Jika benar situasi saat itu begitu mencekam sebagaimana diceritakan maka sebenarnya dalam teori Hukum Pidana situasi tersebut dikategorikan sebagai daya paksa relatif atau vis compulsiva. Suatu situasi dipaksa oleh adanya ancaman, tekanan atau kekuatan yang tidak dapat dihindari. Situasi ini menjadi alasan pemaaf (schulduitsluitingsgrond). Jadi jika seseorang melakukan tindak pidana dengan situasi diatas, maka tindak pidana tersebut ada dalam kategori alasan pemaaf dan menjadi alasan penghapus pidana (strafuitsluitingsgrond). Bayangkan, itu adalah contoh ekstrim, sementara dalam perspektifku, yang dilakukan Pemkab Serang bukanlah tindak pidana, tapi persoalan administratif. Kalau tindak pidana saja terdapat alasan pemaaf bagaimana halnya dengan kebijakan administratif? Apalagi kemudian dalam perubahan APBD 2005 bantuan gubernur untuk akses lajan PIR senilai Rp.5 Milyar telah diakui dan disahkan, maka pertanyaan besar kembali muncul, dimana letak kerugian negara? Bahkan yang ada Pemkab Serang masih memiliki kekurangan pembayaran sebesar Rp. 4.862.857.000,- dan dalam putusan kasasi Pak Rivai kekurangan pembayaran ini diakui oleh Mahkamah Agung.



Catatan di Persidangan

Aku menghadiri persidangan dan mencatat setiap pemeriksaan di persidangan. Hari demi hari keadaan semakin jelas. Ada banyak saksi yang saat ditanya majelis hakim tentang apakah ada kerugian negara menjawab tidak ada kerugian negara dalam persoalan ini, sebut saja RA Syahbandar (mantan kepala Bawasda), Toto Suharto (Kepala BPKD) dan banyak lagi.

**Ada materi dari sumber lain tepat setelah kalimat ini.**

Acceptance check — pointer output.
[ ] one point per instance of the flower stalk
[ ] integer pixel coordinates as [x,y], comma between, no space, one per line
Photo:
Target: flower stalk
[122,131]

Saksi ahli dari sebuah universitas di Bandung kemudian dihadirkan pihak penuntut. Dewi Kania Sugiharti ahli HAN mengatakan persoalan ini menjadi sah jika sudah dituangkan dalam Perda, dan saat ditunjukan Perda Nomor 13 Tahun 2005 tentang Perubahan APBD 2005 dimana bantuan gubernur untuk akses jalan PIR dicantumkan dalam APBD perubahan 2005 tersebut, ia mengatakan sah. Sangat jelas.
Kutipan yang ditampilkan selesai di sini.